Some background on Case Texts new “neural” search

 

Last year, I wrote here about the beta release by Casetext of a powerful search tool, WeSearch, developed using an emerging branch of artificial intelligence known as neural networks, that is remarkably adept at finding conceptually related documents, even when they contain no matching keywords.

Now, Casetext is formally launching that search tool under a new name, AllSearch, and with a focus on helping litigators search large sets of legal documents, including for e-discovery or to search internal databases and repositories, such as brief banks, litigation records, deposition transcripts, and expert reports.

It is now also fully integrated with the Casetext legal research platform, so that a user can simultaneously search primary and secondary legal resources and their own document collections.

“I see this as the most important product launch in the history of the company by far,” Pablo Arredondo, Casetext’s cofounder and chief innovation officer, told me during a demonstration of AllSearch, “because I think it represents our ability to expand well beyond legal research and to bring all that Casetext is to all the other oceans of content out there that need it.”

Neural Network Framework

Before I say more about this new product, allow me to provide some background.

As I explained in that post last year, in 2020, Casetext launched Compose, a first-of-its-kind product that helps lawyers create the first draft of a litigation brief in a fraction of the time it would normally take.

A core component of Compose was Parallel Search, a powerful tool for finding conceptually related cases, even when they contain no matching keywords. As I wrote in another post, Parallel Search could be considered the secret sauce of Compose, using an advanced neural network-based technique to to follow you as you draft a brief and automatically provide you with conceptually relevant precedent.

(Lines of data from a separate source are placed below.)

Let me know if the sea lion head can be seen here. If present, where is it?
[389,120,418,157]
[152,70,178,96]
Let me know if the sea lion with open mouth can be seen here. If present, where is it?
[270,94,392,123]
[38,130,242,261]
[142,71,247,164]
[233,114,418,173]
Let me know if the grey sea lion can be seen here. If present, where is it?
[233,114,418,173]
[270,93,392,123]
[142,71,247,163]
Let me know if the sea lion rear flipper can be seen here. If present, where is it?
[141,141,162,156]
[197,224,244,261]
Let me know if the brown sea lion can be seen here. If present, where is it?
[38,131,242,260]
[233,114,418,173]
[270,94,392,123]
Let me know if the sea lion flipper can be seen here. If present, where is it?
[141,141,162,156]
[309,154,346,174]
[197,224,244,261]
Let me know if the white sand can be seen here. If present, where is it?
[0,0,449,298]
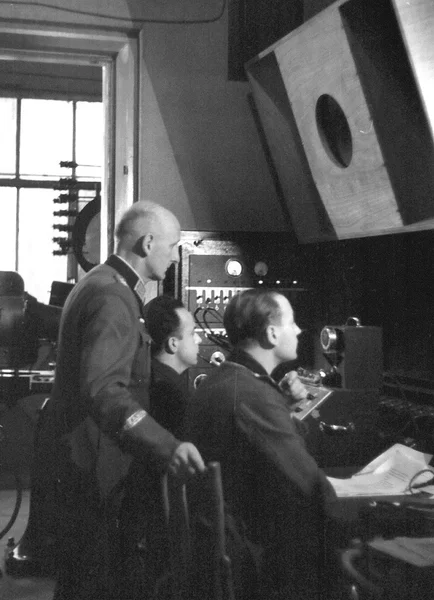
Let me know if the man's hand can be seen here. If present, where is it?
[279,371,307,402]
[169,442,205,480]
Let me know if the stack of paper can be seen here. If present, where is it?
[328,444,434,497]
[369,537,434,567]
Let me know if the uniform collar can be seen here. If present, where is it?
[227,350,281,392]
[106,254,146,304]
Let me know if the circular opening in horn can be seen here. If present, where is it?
[315,94,353,168]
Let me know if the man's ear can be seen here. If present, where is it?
[164,335,178,354]
[265,325,277,348]
[137,233,154,258]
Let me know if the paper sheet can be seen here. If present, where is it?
[369,537,434,567]
[328,444,434,497]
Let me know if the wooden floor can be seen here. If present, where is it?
[0,489,54,600]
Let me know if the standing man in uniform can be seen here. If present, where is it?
[44,202,204,600]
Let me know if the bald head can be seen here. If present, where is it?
[116,200,181,281]
[115,200,179,252]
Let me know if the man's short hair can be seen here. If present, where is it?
[145,295,185,354]
[223,288,282,346]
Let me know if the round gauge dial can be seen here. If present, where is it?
[225,258,243,277]
[320,327,338,352]
[255,260,268,277]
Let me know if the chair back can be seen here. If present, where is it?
[163,462,234,600]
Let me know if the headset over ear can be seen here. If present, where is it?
[133,233,154,258]
[164,335,178,354]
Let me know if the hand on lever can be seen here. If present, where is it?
[169,442,205,481]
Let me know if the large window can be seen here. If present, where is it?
[0,97,104,303]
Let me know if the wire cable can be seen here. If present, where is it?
[0,0,227,25]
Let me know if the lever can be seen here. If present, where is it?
[319,421,356,435]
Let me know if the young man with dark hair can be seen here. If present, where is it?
[145,296,201,435]
[185,289,346,600]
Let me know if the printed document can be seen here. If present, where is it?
[328,444,434,497]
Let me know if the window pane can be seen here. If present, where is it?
[76,102,104,180]
[0,98,17,178]
[18,189,67,304]
[0,188,17,271]
[20,99,72,179]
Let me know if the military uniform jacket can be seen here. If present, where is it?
[184,352,342,598]
[45,256,179,505]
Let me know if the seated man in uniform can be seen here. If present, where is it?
[185,289,346,600]
[145,296,201,435]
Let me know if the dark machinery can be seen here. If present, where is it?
[0,271,68,574]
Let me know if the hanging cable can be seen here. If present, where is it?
[0,0,227,25]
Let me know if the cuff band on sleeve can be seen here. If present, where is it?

What is remarkable about Parallel Search is its ability to go beyond the kinds of results you would expect from keyword searching, finding conceptually analogous caselaw even when the cases do not use the same language.

As Arredondo puts it, compared to Parallel Search, “what others called natural language search was just casual Fridays in the keyword prison.”

(I offer some examples of the power of Parallel Search in this prior post.)

It is based on transformer-based neural networks, the same general approach that underpinned Google’s open-source network framework developed by Google called Bidirectional Encoder Representations from Transformers, or simply BERT. Casetext tailored the approach to make it work on the nuance and scale that litigation requires.

Proof of Concept

When Casetext launched WeSearch, it took that power of Parallel Search and extended it to virtually any collection of documents on which you might want to unleash it.